With how advanced video game soundtracks have become, what was it like to create a title that has such a happy retro feel?
Surasshu: It was really great to be able to work on a game like this, because I think it plays to our strengths with chiptune and piano. We were able to bring our respective histories to the table, as I grew up with a Gameboy, NES and Sega Genesis, while Aivi’s first console was a Nintendo 64.
Aivi: Although chiptune is associated with retro game music, many of our production techniques are modern. We composed songs with vocals, live musicians, and full production with mixing and mastering. Even many of our chiptune songs are influenced by modern electronic music.
Augustin: It was such a cool experience and one that I really enjoyed and appreciated. I’ve been composing a lot of orchestral and piano compositions, but the thought of “why did I never attempt to try this before” came to mind while doing this. I don’t think I’ll focus on this more, as it’s not my forté, but I am happy I can say that I contributed to something like this. The combination of both retro and modern elements that advanced video game soundtracks have is what makes it all so unique.
How different was working on a game like Ikenfell compared to the projects you’ve previously done together?

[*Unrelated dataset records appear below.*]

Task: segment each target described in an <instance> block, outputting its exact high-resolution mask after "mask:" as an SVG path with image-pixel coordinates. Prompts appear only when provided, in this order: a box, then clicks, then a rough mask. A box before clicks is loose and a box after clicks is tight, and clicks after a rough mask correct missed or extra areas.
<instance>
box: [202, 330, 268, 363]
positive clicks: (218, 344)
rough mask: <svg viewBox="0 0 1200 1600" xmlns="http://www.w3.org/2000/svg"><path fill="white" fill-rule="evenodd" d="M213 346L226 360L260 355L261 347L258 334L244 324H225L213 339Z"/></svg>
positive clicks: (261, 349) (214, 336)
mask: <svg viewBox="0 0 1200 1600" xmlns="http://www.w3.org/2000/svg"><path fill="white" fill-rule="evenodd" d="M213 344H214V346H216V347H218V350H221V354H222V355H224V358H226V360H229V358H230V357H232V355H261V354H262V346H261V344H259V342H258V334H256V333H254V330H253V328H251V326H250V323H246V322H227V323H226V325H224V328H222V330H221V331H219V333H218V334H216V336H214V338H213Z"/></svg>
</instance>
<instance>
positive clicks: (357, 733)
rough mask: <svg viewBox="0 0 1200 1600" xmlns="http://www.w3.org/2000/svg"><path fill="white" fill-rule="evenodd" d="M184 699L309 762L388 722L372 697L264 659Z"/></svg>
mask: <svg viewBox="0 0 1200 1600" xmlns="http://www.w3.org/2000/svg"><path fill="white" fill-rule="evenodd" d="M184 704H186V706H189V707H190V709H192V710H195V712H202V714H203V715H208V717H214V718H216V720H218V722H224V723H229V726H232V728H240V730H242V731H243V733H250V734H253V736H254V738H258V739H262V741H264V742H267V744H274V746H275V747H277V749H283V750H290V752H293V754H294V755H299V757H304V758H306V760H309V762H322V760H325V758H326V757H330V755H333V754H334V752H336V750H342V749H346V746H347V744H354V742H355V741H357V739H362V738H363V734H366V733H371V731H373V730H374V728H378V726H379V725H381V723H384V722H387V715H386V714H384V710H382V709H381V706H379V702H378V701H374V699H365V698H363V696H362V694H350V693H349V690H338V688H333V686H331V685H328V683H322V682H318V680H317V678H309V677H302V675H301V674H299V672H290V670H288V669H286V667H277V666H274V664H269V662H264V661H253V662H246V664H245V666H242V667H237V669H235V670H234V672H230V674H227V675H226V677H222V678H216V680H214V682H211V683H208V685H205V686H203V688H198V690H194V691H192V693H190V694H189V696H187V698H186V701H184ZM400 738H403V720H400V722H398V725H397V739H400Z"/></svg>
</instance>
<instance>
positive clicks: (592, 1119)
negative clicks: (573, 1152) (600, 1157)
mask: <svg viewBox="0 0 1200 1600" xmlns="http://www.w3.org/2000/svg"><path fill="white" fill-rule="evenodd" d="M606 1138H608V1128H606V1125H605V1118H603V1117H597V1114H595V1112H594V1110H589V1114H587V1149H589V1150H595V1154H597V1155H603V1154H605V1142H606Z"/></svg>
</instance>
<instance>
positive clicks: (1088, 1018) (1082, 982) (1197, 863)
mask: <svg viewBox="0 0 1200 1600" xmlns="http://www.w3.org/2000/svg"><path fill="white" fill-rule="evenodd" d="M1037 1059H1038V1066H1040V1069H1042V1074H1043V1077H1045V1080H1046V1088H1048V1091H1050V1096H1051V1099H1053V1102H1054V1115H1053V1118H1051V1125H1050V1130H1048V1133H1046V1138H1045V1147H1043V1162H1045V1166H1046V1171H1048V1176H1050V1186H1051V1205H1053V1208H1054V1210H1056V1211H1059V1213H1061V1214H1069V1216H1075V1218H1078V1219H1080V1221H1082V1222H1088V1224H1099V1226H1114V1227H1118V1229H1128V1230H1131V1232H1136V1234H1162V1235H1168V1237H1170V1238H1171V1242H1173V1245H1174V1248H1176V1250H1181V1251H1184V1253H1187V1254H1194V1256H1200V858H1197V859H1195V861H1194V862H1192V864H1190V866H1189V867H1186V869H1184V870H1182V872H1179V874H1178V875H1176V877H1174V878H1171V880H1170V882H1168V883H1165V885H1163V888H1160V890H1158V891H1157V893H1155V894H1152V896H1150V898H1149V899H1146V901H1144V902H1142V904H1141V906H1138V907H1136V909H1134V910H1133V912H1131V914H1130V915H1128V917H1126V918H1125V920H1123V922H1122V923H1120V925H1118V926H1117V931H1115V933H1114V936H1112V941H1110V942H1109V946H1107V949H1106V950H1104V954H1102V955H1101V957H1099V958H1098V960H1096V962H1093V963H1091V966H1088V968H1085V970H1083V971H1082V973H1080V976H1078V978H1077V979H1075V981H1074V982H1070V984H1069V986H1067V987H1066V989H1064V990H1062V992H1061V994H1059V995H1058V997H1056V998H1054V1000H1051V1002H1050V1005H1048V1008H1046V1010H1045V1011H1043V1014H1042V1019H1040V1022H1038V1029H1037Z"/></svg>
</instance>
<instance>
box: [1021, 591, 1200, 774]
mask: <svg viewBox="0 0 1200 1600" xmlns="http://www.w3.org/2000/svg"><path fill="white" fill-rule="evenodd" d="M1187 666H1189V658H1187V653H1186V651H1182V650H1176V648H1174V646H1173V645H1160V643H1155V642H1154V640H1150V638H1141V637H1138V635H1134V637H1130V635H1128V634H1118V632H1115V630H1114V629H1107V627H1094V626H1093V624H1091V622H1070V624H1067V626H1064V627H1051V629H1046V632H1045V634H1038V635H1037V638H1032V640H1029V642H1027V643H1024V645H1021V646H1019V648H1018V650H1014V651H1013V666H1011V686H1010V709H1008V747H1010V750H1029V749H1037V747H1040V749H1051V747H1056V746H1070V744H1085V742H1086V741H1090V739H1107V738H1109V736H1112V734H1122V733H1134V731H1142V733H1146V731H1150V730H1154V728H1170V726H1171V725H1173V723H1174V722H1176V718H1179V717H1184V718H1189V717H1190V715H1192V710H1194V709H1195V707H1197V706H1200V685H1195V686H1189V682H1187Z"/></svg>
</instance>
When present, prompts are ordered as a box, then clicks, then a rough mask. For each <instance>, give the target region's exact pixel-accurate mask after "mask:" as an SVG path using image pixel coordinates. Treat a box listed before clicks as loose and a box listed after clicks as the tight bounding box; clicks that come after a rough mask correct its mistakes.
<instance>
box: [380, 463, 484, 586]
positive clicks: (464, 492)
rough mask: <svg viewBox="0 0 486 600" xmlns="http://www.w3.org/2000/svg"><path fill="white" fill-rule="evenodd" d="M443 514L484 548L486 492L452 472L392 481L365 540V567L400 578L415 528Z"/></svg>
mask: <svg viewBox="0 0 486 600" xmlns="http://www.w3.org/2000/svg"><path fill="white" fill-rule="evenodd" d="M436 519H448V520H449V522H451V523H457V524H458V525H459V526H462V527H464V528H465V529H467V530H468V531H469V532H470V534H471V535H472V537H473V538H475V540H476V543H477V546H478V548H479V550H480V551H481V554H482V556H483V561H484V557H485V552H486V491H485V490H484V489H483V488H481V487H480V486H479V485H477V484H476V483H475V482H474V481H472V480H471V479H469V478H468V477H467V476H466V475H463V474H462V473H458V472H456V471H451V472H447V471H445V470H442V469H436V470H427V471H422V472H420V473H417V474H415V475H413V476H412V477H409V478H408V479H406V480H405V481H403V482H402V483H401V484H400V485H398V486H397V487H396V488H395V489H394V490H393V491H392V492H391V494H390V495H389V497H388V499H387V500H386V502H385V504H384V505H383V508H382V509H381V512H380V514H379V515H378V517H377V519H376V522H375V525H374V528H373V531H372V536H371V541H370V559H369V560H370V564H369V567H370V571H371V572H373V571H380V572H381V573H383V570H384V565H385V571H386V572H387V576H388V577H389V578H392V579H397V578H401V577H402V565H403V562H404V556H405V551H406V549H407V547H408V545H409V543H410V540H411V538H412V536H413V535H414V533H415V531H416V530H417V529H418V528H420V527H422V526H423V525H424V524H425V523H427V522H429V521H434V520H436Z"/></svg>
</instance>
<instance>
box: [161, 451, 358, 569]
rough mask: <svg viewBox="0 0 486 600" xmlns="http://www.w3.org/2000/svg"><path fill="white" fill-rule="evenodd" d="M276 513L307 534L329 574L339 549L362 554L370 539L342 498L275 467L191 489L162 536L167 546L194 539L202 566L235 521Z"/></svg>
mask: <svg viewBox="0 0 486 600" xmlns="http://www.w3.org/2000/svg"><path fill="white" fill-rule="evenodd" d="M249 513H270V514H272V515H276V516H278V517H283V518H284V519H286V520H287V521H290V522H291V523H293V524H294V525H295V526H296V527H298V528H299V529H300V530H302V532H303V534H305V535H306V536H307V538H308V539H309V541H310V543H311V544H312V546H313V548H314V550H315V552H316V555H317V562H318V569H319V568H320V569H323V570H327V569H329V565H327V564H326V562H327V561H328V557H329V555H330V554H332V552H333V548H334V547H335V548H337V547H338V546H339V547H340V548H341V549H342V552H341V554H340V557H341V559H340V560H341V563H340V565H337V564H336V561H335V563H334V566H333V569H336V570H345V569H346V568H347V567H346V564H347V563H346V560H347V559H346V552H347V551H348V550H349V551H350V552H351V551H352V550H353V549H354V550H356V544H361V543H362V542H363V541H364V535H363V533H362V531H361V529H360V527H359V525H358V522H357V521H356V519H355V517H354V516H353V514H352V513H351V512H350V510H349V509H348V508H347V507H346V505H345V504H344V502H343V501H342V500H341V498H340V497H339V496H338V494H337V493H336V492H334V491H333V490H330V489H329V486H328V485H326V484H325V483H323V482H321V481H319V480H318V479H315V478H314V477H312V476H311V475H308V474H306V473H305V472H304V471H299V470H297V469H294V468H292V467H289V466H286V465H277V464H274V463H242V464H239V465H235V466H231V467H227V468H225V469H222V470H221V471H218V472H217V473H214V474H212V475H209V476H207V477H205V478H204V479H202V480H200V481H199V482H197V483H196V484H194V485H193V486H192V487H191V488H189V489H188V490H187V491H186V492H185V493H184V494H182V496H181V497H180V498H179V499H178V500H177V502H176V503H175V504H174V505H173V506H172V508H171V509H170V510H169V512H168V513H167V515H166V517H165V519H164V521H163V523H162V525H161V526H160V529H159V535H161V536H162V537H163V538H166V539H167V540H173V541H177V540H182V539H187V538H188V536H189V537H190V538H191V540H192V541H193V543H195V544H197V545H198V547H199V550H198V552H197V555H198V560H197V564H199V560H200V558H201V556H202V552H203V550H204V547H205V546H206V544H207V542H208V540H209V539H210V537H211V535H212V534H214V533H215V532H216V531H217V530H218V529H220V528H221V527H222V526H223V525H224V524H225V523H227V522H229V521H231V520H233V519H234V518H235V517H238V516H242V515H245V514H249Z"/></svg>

Surasshu: The biggest previous project we worked on together was Steven Universe, where the workflow is very different from a game because we would compose each episode’s music from start to finish in one week, and then move on to the next episode. With Ikenfell — and with games in general — we have a lot more time to carefully consider what we want to compose and where to use it. We can even decide to use a song in a totally different place than where we originally intended it. For example, we originally wrote “The Sorceress’ Tower” — the song that plays in the final dungeon — for the Southern Dorms area, one of the earliest dungeons that’s meant to feel like a cozy home. As may be obvious, that song was way too intimidating, so we found a better place for it.
Speaking of which, how would Steven Universe fare in Ikenfell?
Surasshu: I think Steven would get along with everybody at the school in Ikenfell. He might have trouble with the classes though.
Aivi: I imagine Steven would also try to befriend all of the cute creatures in the game instead of fighting them — especially the flowers with teeth.